In 1981, Robert Sangster got tired of fighting the battles so he worked out a deal with Stavros Niarchos to together purchase and race the horses they both liked. Both men are deceased now, but the legacy of Sangster, formerly co-owner of Coolmore, continues through Magnier.

In 1984, Sangster and Sheikh Mohammed also made a deal to not bid against each other for the yearlings they desired. There was considerable concern among breeders prior to the 1986 Keeneland July sale, where bidding had reached dizzying levels in the previous few years. What if besides not bidding against each other the men cut way back on their spending? After all, they had purchased so many yearlings they had large racing stables, enormous broodmare bands, and fully-stocked farms of their own.

Well, that thinking proved to be folly because no top breeder can ever have enough.

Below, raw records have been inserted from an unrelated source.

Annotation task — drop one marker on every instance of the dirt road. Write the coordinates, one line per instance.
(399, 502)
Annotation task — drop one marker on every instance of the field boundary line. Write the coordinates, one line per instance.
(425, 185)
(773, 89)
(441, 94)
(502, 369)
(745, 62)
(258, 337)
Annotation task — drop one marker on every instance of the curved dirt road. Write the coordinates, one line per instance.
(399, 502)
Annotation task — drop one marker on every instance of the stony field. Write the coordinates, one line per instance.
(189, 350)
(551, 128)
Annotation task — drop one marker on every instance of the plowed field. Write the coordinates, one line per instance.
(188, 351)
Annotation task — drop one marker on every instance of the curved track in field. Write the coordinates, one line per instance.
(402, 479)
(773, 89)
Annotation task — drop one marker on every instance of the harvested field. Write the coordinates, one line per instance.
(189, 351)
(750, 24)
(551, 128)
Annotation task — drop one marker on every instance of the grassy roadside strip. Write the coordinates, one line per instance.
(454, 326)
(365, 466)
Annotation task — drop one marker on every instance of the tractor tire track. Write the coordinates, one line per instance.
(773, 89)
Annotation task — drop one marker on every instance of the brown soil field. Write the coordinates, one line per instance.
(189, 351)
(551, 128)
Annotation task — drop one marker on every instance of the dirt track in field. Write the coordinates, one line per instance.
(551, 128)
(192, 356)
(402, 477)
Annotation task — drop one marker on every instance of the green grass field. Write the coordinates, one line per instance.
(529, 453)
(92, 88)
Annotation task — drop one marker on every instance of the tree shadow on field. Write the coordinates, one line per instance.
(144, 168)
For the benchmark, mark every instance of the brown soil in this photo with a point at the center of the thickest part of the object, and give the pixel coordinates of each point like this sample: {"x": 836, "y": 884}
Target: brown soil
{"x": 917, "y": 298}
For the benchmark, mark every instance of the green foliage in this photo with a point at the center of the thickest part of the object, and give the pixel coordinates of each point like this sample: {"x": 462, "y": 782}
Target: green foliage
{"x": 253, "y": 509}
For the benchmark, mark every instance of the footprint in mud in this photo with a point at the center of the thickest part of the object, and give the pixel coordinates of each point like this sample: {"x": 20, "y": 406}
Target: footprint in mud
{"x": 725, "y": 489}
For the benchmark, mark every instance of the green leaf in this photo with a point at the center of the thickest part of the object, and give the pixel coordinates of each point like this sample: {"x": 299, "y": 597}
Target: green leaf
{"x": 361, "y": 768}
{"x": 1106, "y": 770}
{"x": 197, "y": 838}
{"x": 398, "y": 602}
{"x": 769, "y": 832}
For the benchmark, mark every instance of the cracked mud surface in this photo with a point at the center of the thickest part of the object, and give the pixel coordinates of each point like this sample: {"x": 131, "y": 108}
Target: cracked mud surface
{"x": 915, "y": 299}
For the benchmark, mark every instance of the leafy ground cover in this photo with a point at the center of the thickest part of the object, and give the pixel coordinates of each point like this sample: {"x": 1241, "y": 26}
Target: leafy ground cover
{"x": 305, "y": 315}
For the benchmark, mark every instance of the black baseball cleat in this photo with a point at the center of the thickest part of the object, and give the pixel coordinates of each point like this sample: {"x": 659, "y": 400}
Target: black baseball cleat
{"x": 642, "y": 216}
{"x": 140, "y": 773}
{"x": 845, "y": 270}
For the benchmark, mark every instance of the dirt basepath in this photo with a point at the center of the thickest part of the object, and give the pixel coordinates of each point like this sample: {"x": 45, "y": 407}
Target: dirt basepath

Because of their accord, the top of the market suffered in 1986, though it didn't stop the men from spending plenty on yearlings. Sheikh Mohammed was the leading buyer at the auction, followed by his brothers, Sheikh Maktoum and Sheikh Hamdan. Collectively they spent $40 million (38.4% of the $104,174,000 gross).

"Thank God for the Maktoums," Keeneland's Ted Bassett said at the time.

Thank God indeed.

Though the gross dropped sharply as the market (sales and stud fees) went through a correction, the Maktoums and Coolmore remained constant players in the market.

Now, the two rivals are spending freely as they battle for supremacy in the Thoroughbred world. And despite apparently not buying young horses by each other's stallions, they are finding plenty of yearlings over which to battle.

Of the hundreds of yearlings in the select sessions, only a handful led to these protracted battles to spend such gaudy amounts as $11.7 million. But those few hips help everyone, showing enthusiasm and confidence in both the industry and the product. Why, if they spend that much, maybe my $100,000 yearling becomes worth $120,000, or $150,000.

In racing, the best horse doesn't always win. At an auction, we only know who wins the battle to buy the horse, not who will have the best runner. But, should one of the entrants in this match race scratch, leaving a walkover, the marketplace would change dramatically overnight.

With the parties involved, it is hard to see that happening.

Breeders, quoting Bassett, are all saying, "Thank God."